Funerali sabato al Duomo di Vicenza – L’addio a Paolo Rossi sarà celebrato sabato mattina nel Duomo di Vicenza, la città che ha cambiato il corso della sua carriera e che ha trascinato in serie A a suon di gol. “Stiamo cercando di capire come organizzare un evento di tale portata in questo momento” ha detto il sindaco di Vicenza, Francesco Rucco. Da stamattina la salma di Paolo Rossi è all’obitorio dell`ospedale Le Scotte di Siena, dove era ricoverato dopo l`aggravamento della malattia che gli era stata diagnosticata nella scorsa primavera. Paolo Rossi sarà ricordato con un minuto di silenzio prima di tutte le partite di Europa League. Lo ha deciso l`Uefa. A Vicenza è stato proclamato il lutto cittadino e ci sono bandiere a mezz`asta nei palazzi comunali per la morte di Paolo Rossi, a cui era stata assegnata la cittadinanza onorario lo scorso 18 febbraio.

Il fratello Rossano: “Ha sorriso fino alla fine” – “L’ho visto per l’ultima volta ieri, alle Scotte . Era entrato in coma non mi ha riconosciuto. Fino al giorno prima sorrideva, anche se aveva perduto la forza di parlare”. E’ quanto ha dichiarato al quotidiano La Nazione Rossano Rossi, fratello di Paolo, due anni e mezzo più grande.

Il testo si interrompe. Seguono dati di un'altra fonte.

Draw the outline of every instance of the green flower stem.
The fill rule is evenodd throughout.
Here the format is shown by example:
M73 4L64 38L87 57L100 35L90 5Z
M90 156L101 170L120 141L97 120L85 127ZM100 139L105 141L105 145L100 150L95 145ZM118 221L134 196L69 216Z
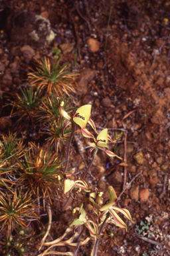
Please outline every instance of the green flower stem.
M90 169L91 168L91 166L92 165L92 163L93 163L93 161L94 161L94 156L93 156L88 167L88 169L86 169L85 173L84 174L84 175L82 176L82 177L81 179L84 179L85 177L86 176L88 172L89 171Z
M69 154L70 154L70 145L71 145L71 143L72 143L72 138L73 138L73 135L74 135L74 125L72 123L72 131L71 131L71 134L70 134L70 138L69 138L69 141L68 141L68 147L67 147L67 150L66 150L66 166L65 166L65 168L64 168L64 173L65 173L66 172L66 170L67 170L67 168L68 168L68 163L69 163Z
M108 212L106 214L106 217L104 221L103 221L102 224L100 227L100 229L98 231L98 235L101 235L101 233L102 232L103 228L104 227L106 222L107 219L109 218L109 217L110 217L110 213ZM97 251L98 251L98 247L99 241L100 241L99 239L95 240L94 245L93 256L97 256Z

Aveva un tumore ai polmoni – “Era malato dalla primavera, colpito al polmone – spiega Rossano -. Decise di non farlo sapere, di affrontare la malattia protetto dalla famiglia, senza clamori. Dalla malattia originaria se ne sono sviluppate altre, anche alle ossa, certo indotte dalla debilitazione che ogni giorno lo rendeva più vulnerabile. No, il Covid non lo ha colpito”. “In pochi mesi ha subito interventi, si è sottoposto a cure impattanti – prosegue -. Lo ha fatto con coraggio,  impegnando tutto se stesso, fino a sabato ha ricevuto le terapie. Paolo aveva fiducia dei sanitari di Siena si era affidato loro con la massima disponibilità e ha offerto ai medici ogni energia per superare il male. Si è aiutato da solo, con l’affetto della famiglia, di noi”.

Paolo Rossi si concedeva attimi di vita apparentemente normale, accettando ogni tanto gli inviti della tv. “Si collegava dal pc di casa con la Domenica sportiva, come tanti fanno, oggi, in tempi di Covid – racconta Rossano –  Per sostenere la breve intervista era necessaria una iniezione che lo tenesse su. Il medico gliela praticava poco prima. Gli faceva piacere mostrarsi agli sportivi, al suo mondo del calcio. Noi familiari annunciavamo che si era operato alla schiena, per spiegare la sua assenza. E non era una bugia, perché in questi mesi si è sottoposto anche a un intervento alla vertebra”.